It was supposed to be a very easy day: the train from Osnabrück to Apeldoorn, then a short cycle ride across the Veluwe (with a detour to see what is left of the Radio Kootwijk transmitter station) to spend the night in Otterlo.
It didn’t work like that. The crowded German train stopped at Bad Bentheim for passengers to transfer to a Dutch train, which definitely wasn’t going anywhere for some time. Reluctant to embroil ourselves in the free-for-all that would ensue once things got moving again, we decided to cycle to another station and take our chances there. We bought a map in Bad Bentheim town (quite interesting to see it after years of waiting in its station while the locomotive is changed) and then headed towards Hengelo on a cycle path beside the main road. (Of course – this isn’t Britain.) We went first into Oldenzaal because (a) it was as far as our new map stretched, and (b) trains from there go to Zutphen, which would also be a good starting point for a ride across the Veluwe. At Oldenzaal we encountered passengers who had been waiting hours for a train. The announcement that the next Zutphen train was cancelled came thirty seconds before it was due to depart. Another dash beside a main road to Hengelo, where we caught a train to Apeldoorn with minutes to spare. Any thought that it had been rash of us to leave Bad Bentheim was knocked on the head by encountering a fellow passenger from the Osnabrück train on the Hengelo platform still waiting to continue his journey. The rail replacement bus was obviously no faster than our bicycles.
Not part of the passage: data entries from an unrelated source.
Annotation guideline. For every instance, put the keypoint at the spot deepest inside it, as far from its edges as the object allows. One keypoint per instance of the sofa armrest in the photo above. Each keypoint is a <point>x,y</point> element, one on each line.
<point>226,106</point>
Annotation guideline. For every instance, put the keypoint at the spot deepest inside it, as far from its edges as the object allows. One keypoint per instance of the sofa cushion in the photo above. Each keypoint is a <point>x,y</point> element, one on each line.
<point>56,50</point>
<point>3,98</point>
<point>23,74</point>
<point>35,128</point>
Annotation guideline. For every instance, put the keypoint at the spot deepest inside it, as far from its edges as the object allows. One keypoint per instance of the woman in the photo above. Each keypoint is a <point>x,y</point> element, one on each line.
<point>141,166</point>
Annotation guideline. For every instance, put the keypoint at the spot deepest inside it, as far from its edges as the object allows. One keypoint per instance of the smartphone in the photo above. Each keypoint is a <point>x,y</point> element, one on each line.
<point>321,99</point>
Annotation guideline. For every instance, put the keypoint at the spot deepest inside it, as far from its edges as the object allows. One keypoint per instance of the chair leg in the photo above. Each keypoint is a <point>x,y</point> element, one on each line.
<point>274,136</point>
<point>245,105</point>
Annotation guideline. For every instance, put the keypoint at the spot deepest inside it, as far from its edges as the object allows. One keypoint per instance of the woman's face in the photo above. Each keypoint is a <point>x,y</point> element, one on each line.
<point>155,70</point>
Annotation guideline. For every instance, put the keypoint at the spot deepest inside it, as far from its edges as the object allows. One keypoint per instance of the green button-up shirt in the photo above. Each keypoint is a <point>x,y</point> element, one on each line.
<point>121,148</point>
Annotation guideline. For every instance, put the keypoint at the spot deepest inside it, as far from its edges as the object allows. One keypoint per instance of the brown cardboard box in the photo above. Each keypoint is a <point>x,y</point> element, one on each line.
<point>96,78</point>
At Apeldoorn we set off cycling again – 4 hours later and rather less fresh than planned, but still intending to see Radio Kootwijk. It was built after the first world war to enable easy radio communication (rather than electric telegram communication, which required cables) with overseas territories like the Dutch East Indies. First there is a hamlet called Radio Kootwijk, built to house workers, and then comes the wonderful Building A, which dominates the defunct site now that all the masts have gone. Unlike Nauen’s brick transmitter building, built by Hermann Muthesius, (which I still regret not having been able to see), this is made of concrete and goes all-out for Egyptian-inspired art deco with a touch of the Amsterdam School quasi-grotesqueness. On the back of the building is what looks like a crucified eagle (radio waves take flight?), but the figures at the front are most striking: east and west are all ears, listening to what those radio waves are telling them.
Like the Nauen transmitter building (and the Villa Cavrois) there is a reflecting pool at the front, but sadly neither the sun’s direction nor the wind was favourable to the perfect stereotype photo today.